Using HTC for a simulation study on cross-validation for model evaluation in psychological science
By Josephine Watkins
During the OSG School Showcase, Hannah Moshontz, a postdoctoral fellow at UW-Madison’s Department of Psychology, described her experience of using high throughput computing (HTC) for the very first time, when taking on an entirely new project within the field of psychology. While Hannah’s research generally focuses on understanding goal pursuit in everyday life, she and her colleagues had noticed that there seemed to be a lack of “best practices” for evaluating the quality of results from the field’s recent integration of machine learning approaches.
Describing the motivation behind the project, Hannah explains: “We were seeing a lot of published papers in top outlets that were incorrectly understanding and interpreting cross-validated model performance estimates. These models were described as usable for making diagnoses and clinical decisions.” This project, a simulation study, aimed to understand cross-validated performance estimates in psychology, and give guidance on how future psychological science researchers should use cross validation in their data.

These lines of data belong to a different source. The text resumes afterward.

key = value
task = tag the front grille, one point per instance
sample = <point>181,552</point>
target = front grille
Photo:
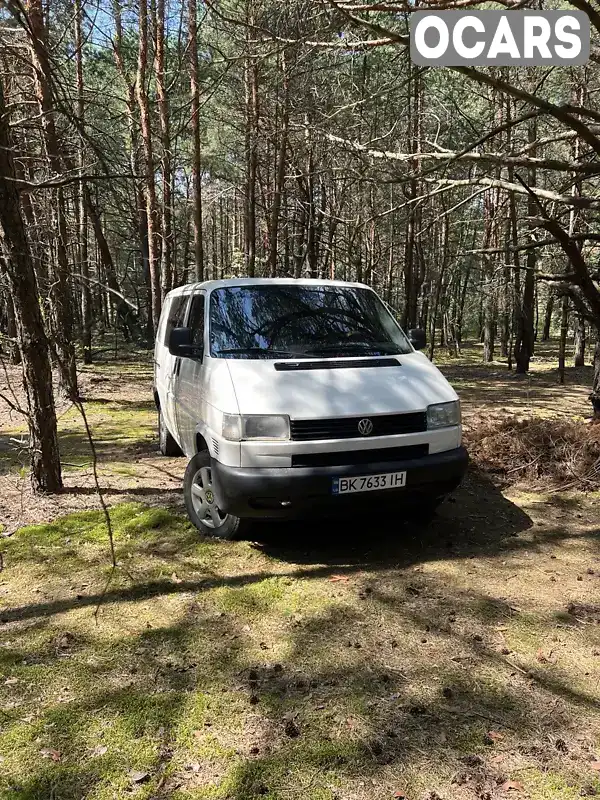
<point>303,430</point>
<point>351,457</point>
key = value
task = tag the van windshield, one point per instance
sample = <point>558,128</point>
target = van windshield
<point>286,320</point>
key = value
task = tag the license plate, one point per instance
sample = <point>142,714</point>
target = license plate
<point>369,483</point>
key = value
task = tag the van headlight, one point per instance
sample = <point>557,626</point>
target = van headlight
<point>443,415</point>
<point>241,427</point>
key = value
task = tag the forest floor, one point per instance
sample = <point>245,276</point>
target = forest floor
<point>461,662</point>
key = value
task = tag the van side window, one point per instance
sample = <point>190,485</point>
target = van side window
<point>175,315</point>
<point>196,321</point>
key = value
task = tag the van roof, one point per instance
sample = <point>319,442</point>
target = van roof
<point>209,285</point>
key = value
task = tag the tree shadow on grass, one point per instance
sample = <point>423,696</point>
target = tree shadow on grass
<point>197,705</point>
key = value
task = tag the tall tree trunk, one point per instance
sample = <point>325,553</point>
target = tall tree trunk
<point>84,267</point>
<point>60,292</point>
<point>562,344</point>
<point>251,135</point>
<point>524,339</point>
<point>149,184</point>
<point>595,395</point>
<point>166,268</point>
<point>196,141</point>
<point>548,315</point>
<point>279,174</point>
<point>33,344</point>
<point>579,354</point>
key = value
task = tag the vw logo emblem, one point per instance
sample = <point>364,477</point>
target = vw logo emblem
<point>365,427</point>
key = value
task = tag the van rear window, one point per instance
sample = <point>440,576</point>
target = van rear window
<point>299,320</point>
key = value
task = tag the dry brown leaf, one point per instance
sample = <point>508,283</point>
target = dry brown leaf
<point>49,752</point>
<point>512,785</point>
<point>137,776</point>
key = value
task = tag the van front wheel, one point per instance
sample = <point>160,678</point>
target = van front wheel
<point>199,497</point>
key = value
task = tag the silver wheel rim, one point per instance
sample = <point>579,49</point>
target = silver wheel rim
<point>203,499</point>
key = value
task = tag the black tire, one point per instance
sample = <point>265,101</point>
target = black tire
<point>166,443</point>
<point>207,523</point>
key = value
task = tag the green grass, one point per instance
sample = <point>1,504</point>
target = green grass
<point>217,671</point>
<point>321,662</point>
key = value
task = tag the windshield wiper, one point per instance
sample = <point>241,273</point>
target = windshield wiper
<point>355,347</point>
<point>265,351</point>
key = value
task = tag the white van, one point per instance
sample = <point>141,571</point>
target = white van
<point>300,397</point>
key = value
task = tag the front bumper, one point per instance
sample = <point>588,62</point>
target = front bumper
<point>291,492</point>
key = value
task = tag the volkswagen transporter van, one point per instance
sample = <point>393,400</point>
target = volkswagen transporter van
<point>295,398</point>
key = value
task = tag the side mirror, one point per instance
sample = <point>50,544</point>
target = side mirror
<point>181,344</point>
<point>417,338</point>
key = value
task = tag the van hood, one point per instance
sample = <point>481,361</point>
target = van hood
<point>320,393</point>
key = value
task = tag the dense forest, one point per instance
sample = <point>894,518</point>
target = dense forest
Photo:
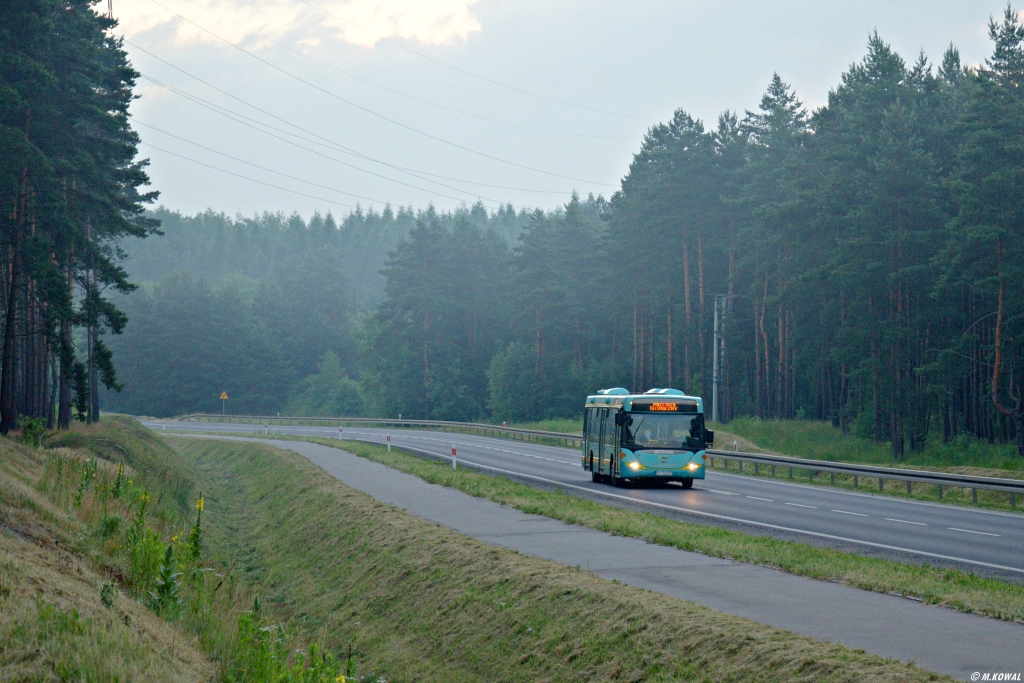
<point>70,188</point>
<point>266,308</point>
<point>866,256</point>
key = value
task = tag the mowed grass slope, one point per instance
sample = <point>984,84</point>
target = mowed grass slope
<point>420,602</point>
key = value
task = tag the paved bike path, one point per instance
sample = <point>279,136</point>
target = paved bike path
<point>936,638</point>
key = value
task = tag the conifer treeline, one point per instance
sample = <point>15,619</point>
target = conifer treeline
<point>69,191</point>
<point>868,258</point>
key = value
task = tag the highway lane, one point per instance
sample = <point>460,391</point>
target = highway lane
<point>990,542</point>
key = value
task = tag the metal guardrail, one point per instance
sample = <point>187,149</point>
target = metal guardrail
<point>812,467</point>
<point>539,436</point>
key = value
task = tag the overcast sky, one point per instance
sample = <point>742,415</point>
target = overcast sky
<point>450,101</point>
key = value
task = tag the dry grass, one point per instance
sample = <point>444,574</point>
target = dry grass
<point>53,623</point>
<point>425,603</point>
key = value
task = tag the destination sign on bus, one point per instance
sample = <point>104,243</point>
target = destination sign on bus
<point>665,407</point>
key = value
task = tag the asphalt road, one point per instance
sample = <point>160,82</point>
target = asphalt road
<point>988,542</point>
<point>935,638</point>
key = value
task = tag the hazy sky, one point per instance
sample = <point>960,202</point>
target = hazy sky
<point>448,101</point>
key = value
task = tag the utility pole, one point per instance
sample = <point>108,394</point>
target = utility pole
<point>716,410</point>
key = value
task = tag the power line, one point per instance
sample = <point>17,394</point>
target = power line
<point>262,168</point>
<point>406,94</point>
<point>216,109</point>
<point>476,76</point>
<point>245,177</point>
<point>337,146</point>
<point>376,114</point>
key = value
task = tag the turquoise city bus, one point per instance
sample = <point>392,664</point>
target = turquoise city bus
<point>658,435</point>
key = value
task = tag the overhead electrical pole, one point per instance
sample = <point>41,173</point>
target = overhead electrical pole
<point>716,389</point>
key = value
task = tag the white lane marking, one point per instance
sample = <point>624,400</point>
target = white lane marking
<point>967,530</point>
<point>486,447</point>
<point>948,507</point>
<point>904,521</point>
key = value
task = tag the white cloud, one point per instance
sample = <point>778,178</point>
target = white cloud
<point>357,22</point>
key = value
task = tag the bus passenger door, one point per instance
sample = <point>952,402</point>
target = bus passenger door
<point>609,444</point>
<point>605,466</point>
<point>592,446</point>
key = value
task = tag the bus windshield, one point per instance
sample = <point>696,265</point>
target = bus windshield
<point>646,430</point>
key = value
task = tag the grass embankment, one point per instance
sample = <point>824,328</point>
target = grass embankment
<point>819,440</point>
<point>947,587</point>
<point>103,574</point>
<point>423,602</point>
<point>61,616</point>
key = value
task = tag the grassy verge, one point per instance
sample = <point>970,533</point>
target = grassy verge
<point>104,574</point>
<point>422,602</point>
<point>951,588</point>
<point>61,615</point>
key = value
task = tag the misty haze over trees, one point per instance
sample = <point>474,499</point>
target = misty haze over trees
<point>867,257</point>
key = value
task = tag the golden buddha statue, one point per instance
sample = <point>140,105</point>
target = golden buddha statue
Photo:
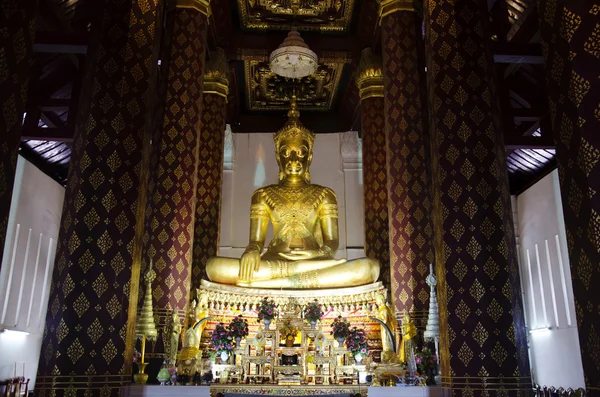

While a typical machine learning study entails running tens of thousands models –– Hannah’s study required 144,000 times this number in order to evaluate results from numerous studies. With the total estimated compute time for the project being over one million hours, Hannah understood from the beginning that “high throughput computing was going to be essential.”
The Center for High Throughput Computing at UW-Madison worked with Hannah to help get her team’s simulations distributed on the Open Science Pool. Hannah used the programming software R to simulate data and train, select, and evaluate machine learning models. The output from each simulation batch came in the form of a zipped file that included a summary of the best model performance along with information about the model. Throughout the process, Hannah and her team tracked jobs in a spreadsheet to stay organized.
Reflecting on the impact of HTC on the study as a whole, she reasons, “without HTC, we couldn’t have conducted this study in my lifetime.” While this project was Hannah’s first taste of HTC, today she’s integrated it into many different facets of her work.
This article is part of a series of articles from the 2021 OSG Virtual School Showcase. OSG School is an annual education event for researchers who want to learn how to use distributed high throughput computing methods and tools. The Showcase, which features researchers sharing how HTC has impacted their work, is a highlight of the school each year.